The plaintiffs in this case (Kohari et al. v. MetLife Group Inc. et al., case number 1:21-cv-06146, in the U.S. District Court for the Southern District of New York) are Rita Kohari, John Radolec and Mohani Jaikaran, who, “individually and as representatives[i] of the Class” on behalf of the $7.3 billion MetLife 401(k) Plan are alleging that the defendants MetLife Group, Inc., Metropolitan Life Insurance Company, the Benefit Plans Investment Advisory Committee, and “John and Jane Does 1-20” for breaching their “fiduciary duties with respect to the Plan in violation of ERISA, to the detriment of the Plan and its participants and beneficiaries, by applying an imprudent and disloyal preference for MetLife index fund products within the Plan, despite their poor performance, high costs, and lack of traction among fiduciaries of similarly sized plans.” The suit—the plaintiffs here are represented by Nichols Kaster PLLP—alleges that this “imprudent and disloyal conduct has cost Plan participants millions of dollars over the statutory period.” They filed suit back in July 2021.
Where We’ve Been
Not that the parties haven’t been busy since then. The MetLife defendants moved to dismiss the complaint in October 2021—only to have that motion denied by the court in August 2022. The plaintiffs here then filed an Amended Complaint that added the Employee Benefits Committee as a defendant, as well as adding some information regarding the Bond Index Fund. That Amended suit was responded to by the MetLife defendants on September 30, 2022…which brings us to the filing that now seeks the court’s approval for these named plaintiffs to represent the class of participants allegedly injured by these actions (or lack thereof) in the suit.
To refresh your memory, the MetLife plan’s investment menu consists of nine investments—eight of which are “proprietary” funds managed by MetLife—and a self-directed brokerage account. In filing for consideration as a class, the plaintiffs allege that “MetLife is not a leading manager of index funds, as many of its products are not competitive on the open market,” that the MetLife Index Funds “cost several times more than otherwise identical index funds that were offered by leading index fund managers such as BlackRock, Northern Trust, State Street, Vanguard, and Fidelity,” and that—in the plaintiffs’ words—“the MetLife Index Funds also tend to do an inferior job of tracking their underlying index.” All of this is borne out, the plaintiffs allege by the reality that “MetLife’s share of the market for index funds is a small fraction of the leading managers.”
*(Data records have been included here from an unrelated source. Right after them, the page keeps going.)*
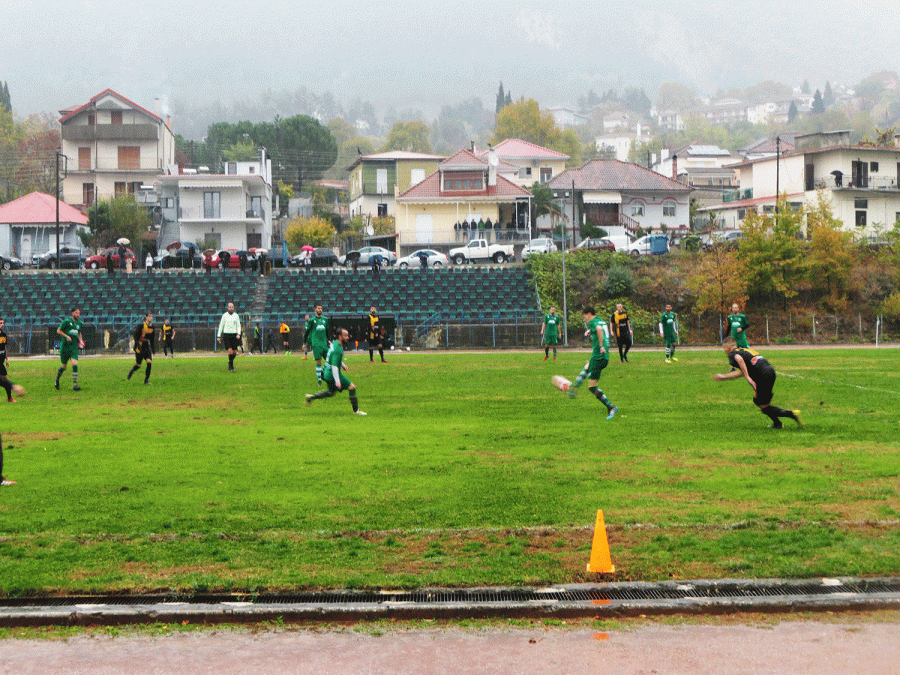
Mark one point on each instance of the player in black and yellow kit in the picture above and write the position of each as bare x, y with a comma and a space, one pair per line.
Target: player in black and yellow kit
760, 375
144, 346
5, 382
167, 334
375, 336
621, 326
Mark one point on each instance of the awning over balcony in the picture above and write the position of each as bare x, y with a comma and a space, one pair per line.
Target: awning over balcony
602, 197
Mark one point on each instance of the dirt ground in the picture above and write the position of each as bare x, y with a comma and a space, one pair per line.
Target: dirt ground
759, 647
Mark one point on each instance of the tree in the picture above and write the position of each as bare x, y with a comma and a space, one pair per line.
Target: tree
313, 231
675, 96
771, 252
817, 107
525, 121
113, 219
5, 103
409, 136
718, 281
831, 256
828, 96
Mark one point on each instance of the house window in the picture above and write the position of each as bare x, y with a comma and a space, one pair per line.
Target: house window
212, 204
129, 157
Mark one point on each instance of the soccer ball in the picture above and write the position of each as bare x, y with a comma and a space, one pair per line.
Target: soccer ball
561, 383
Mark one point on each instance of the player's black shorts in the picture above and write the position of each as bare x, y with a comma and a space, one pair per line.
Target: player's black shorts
230, 341
144, 352
765, 381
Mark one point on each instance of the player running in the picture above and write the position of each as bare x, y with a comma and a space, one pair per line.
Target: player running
334, 378
737, 324
760, 375
550, 331
668, 331
318, 330
70, 333
5, 382
624, 332
144, 346
598, 329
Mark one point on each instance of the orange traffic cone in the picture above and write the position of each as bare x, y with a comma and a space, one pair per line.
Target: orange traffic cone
600, 559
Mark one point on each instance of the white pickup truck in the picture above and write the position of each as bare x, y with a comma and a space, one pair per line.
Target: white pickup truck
480, 249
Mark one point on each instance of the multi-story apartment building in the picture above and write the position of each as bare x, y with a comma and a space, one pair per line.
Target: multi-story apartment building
113, 146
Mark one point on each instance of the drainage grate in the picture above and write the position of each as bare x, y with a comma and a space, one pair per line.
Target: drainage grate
609, 593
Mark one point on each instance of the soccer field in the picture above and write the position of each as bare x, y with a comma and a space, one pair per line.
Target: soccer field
470, 469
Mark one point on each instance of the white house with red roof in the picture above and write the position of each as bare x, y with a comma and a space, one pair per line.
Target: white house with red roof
375, 180
28, 226
621, 197
861, 184
113, 146
534, 163
233, 208
465, 190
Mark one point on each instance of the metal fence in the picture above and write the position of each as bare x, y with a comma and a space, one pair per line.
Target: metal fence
453, 330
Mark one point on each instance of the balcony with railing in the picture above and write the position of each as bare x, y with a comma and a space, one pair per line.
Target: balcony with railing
738, 195
223, 214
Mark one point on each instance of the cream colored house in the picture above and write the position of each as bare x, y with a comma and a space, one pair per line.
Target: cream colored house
534, 163
113, 146
375, 180
465, 189
861, 184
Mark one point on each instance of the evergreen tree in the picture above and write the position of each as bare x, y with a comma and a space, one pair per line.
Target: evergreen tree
818, 107
828, 96
5, 103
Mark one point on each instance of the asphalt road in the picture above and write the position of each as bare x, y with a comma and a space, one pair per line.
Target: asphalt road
763, 646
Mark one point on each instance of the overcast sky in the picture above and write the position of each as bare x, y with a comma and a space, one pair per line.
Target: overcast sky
421, 55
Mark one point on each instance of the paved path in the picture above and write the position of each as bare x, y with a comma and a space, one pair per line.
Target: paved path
778, 646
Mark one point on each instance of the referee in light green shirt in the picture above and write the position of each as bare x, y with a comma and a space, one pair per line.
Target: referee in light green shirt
229, 333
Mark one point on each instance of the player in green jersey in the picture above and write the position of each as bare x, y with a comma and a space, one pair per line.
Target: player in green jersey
334, 378
70, 341
598, 329
550, 332
318, 334
737, 325
668, 331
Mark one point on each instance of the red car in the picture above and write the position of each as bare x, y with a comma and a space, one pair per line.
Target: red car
95, 262
598, 244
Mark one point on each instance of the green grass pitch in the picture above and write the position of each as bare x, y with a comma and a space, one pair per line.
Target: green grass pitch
470, 469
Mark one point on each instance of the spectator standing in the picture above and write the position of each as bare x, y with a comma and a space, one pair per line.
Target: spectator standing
229, 333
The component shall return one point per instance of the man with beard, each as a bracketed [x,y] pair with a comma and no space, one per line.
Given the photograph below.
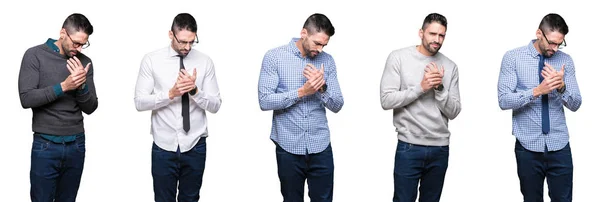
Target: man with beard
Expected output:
[56,82]
[178,84]
[298,81]
[421,86]
[536,82]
The suit alleges that the defendants “could have negotiated competitive rates with these leading index fund managers in line with other similarly sized plans,” and that the failure to do so “has resulted in significant losses for participants, as each index fund underperformed comparable alternatives by roughly the difference in costs.”
‘Lacked Formal Processes’
The suit goes on to note that “despite their high fees, the Investment Advisory Committee never considered removing any of the MetLife Index Funds from the Plan or firing MetLife as the investment manager for the index funds.” Moreover, the suit claims that, “in general, Defendants lacked formal processes for managing the Plan. For example, Defendants failed to establish an Investment Policy Statement (‘IPS’) for the Plan until 2020”—“highly unusual for a large retirement plan,” they state.
The plaintiffs also call into question the plan’s “relationship with an internal MetLife entity called Retirement Income Solutions” which, they note, for approximately two decades, “provided the Plan with administrative and trustee services.” However, around the time of a plan audit (certain sections of the complaint were redacted) Retirement Income Solutions decided it would no longer provide administrative and trustee services to the Plan. As a result, the suit comments that “eight of the nine investment options—including all of the MetLife Index Funds—were transferred from their former group annuity contract structure to a new collective investment trust structure”—and that, if the defendants had “prudently and loyally monitored the fees before this, they would have recognized the need to make this change much sooner.”
Will the court be persuaded? Stay tuned.
NOTE: In litigation there are always (at least) two sides to every story. However factual it may turn out to be, the initial lawsuit in any action is only one side, and one generally crafted toward a particular result. In our coverage you'll see descriptions of events qualified with statements such as “the suit says,” or “the plaintiffs allege”—and qualifiers should serve as a reminder of that reality.
[i] The proposed class is represented by Brock J. Specht, Grace Chanin, Benjamin Bauer and Paul Lukas of Nichols Kaster PLLP.